What the project is?
Bangor University has created an impressive record of accomplishment over the last few years in terms of quality enhancement within its undergraduate programme. The heart of these quality improvements is the new system of anonymous electronic module evaluation backed by a system to manage the data and ensure that issues are dealt with rapidly and appropriately by line managers. These improvements have also been manifest in our Postgraduate Taught (PGT) programmes where we also capture data and have now achieved improved PTES results. However the Postgraduate Research (PGR) domain remains a substantial challenge for a wide range of reasons including the difficulty of hosting data anonymously the infrequency of measurement points of quality and the bespoke nature of PhD provision.

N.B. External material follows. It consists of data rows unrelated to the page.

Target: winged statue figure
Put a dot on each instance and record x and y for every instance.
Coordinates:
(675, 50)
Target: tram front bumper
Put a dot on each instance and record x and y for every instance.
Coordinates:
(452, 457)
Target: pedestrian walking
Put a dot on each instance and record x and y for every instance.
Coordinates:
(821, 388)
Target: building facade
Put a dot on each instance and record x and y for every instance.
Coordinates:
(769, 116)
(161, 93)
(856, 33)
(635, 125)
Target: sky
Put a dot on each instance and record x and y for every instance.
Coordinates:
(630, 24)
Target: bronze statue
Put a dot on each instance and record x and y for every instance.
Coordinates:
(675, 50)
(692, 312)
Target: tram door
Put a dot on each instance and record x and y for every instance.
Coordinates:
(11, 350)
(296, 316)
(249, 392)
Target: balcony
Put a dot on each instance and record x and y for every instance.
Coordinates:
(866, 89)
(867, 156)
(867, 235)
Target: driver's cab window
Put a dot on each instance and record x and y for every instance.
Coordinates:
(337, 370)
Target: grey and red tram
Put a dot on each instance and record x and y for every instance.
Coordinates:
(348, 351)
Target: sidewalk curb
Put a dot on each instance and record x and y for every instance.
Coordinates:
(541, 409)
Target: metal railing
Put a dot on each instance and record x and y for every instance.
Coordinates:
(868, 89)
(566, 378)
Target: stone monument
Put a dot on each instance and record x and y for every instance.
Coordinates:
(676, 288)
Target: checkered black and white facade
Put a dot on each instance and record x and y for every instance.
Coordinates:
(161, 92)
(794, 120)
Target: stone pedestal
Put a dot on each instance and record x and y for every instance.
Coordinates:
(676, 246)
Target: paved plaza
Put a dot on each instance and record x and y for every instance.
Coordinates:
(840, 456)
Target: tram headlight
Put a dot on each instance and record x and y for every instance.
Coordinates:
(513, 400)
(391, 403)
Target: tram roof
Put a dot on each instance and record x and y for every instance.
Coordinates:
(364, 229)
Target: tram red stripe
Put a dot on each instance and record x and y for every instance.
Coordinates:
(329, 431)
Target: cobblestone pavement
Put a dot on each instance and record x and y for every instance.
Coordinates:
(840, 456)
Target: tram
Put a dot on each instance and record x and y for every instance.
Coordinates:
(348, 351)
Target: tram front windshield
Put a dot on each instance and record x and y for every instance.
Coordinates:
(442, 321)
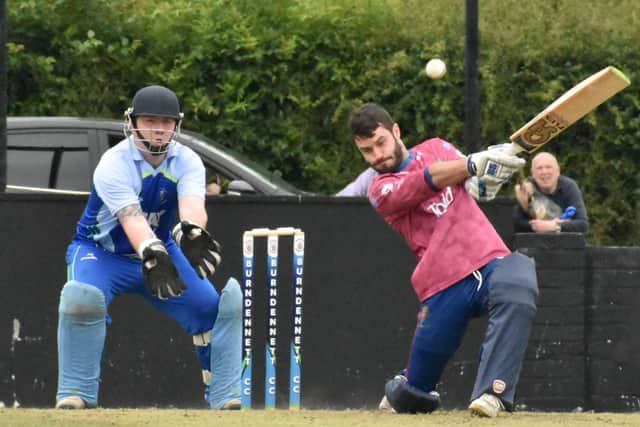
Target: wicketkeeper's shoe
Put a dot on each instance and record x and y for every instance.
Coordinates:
(385, 406)
(487, 405)
(71, 402)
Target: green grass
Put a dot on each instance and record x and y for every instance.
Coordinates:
(198, 418)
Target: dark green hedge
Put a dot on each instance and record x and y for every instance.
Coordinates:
(276, 80)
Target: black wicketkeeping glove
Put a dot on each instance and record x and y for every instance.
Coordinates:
(202, 252)
(160, 275)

Whilst the creation of the Bangor Doctoral School and the success of pan-Wales initiatives such as the Knowledge Economy Skills Scholarships (KESS) ESF funded initiative is achieving substantial progress the PGR domain (nationally) presents the greatest challenge for quality enhancement. Hence we are keen to extend our systems and enhancement initiatives to the PGR domain. To achieve this we have consulted with PGR stakeholders to integrate modify and extend existing software and systems to integrate key evaluation points in the doctoral journey and to engage in a new round of training with a focus on stakeholder engagement which will encourage doctoral students to take a project management approach to their studies.

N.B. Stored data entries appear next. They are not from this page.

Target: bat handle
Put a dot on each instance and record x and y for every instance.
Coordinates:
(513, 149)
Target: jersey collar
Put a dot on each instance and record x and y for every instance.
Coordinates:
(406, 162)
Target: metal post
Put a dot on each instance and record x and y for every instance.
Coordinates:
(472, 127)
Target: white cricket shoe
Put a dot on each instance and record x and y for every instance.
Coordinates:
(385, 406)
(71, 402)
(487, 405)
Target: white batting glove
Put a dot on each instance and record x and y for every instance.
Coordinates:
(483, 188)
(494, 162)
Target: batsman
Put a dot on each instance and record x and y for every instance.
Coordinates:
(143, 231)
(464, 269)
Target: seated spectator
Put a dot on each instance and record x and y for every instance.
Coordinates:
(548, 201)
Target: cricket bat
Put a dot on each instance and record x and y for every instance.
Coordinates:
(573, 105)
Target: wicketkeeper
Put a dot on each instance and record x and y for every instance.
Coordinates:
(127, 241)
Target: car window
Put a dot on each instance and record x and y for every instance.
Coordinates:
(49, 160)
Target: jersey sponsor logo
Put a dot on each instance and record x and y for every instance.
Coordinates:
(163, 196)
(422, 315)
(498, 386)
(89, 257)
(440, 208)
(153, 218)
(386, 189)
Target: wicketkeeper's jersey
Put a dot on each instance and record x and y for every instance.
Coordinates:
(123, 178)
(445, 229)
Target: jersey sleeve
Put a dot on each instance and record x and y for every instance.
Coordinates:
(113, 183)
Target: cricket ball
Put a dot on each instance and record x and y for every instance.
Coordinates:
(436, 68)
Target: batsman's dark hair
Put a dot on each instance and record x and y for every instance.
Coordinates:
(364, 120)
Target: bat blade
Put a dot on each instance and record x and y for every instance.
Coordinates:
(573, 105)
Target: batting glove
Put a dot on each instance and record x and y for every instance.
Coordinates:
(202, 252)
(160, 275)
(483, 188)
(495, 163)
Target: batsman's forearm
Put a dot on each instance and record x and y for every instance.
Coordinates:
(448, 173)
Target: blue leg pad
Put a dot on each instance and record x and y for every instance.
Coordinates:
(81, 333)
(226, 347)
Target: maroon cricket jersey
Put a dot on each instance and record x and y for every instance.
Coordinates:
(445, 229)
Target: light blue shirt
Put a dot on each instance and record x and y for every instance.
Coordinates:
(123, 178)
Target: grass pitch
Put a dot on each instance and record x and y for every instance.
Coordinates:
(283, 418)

What the project plans to achieve?
This training aligned within the existing HEA accredited Aber-Bangor CPD framework and career pathways developed for postgraduates who teach together with alignment with broader employability initiatives will bring PGR students into the Bangor Employability Award for the first time.

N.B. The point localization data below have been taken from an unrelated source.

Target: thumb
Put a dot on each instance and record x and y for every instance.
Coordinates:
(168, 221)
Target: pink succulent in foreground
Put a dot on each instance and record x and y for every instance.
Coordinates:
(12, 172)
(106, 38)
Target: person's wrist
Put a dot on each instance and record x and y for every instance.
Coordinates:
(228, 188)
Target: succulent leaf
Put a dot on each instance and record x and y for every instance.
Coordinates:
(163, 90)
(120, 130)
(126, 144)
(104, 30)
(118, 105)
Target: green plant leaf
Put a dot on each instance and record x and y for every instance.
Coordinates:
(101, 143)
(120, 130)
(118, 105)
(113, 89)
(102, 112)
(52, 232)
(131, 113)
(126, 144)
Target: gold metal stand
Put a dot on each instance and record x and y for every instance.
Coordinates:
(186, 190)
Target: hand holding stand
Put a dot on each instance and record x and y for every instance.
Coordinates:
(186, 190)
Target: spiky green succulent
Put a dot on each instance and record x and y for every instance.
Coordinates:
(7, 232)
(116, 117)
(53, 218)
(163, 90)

A particular outcome for staff would be HEA / Vitae CPD recognition for engagement in the training and an overall increase in SFHEA applications where supervision case studies are the focus – which currently is not commonly the case. Project success will be monitored long term through a range of metrics such as PRES score retention rate PhD completion time and the number of post-viva appeals. In the short term success can be monitored through the analysis of data collected at specific points of an annual cycle.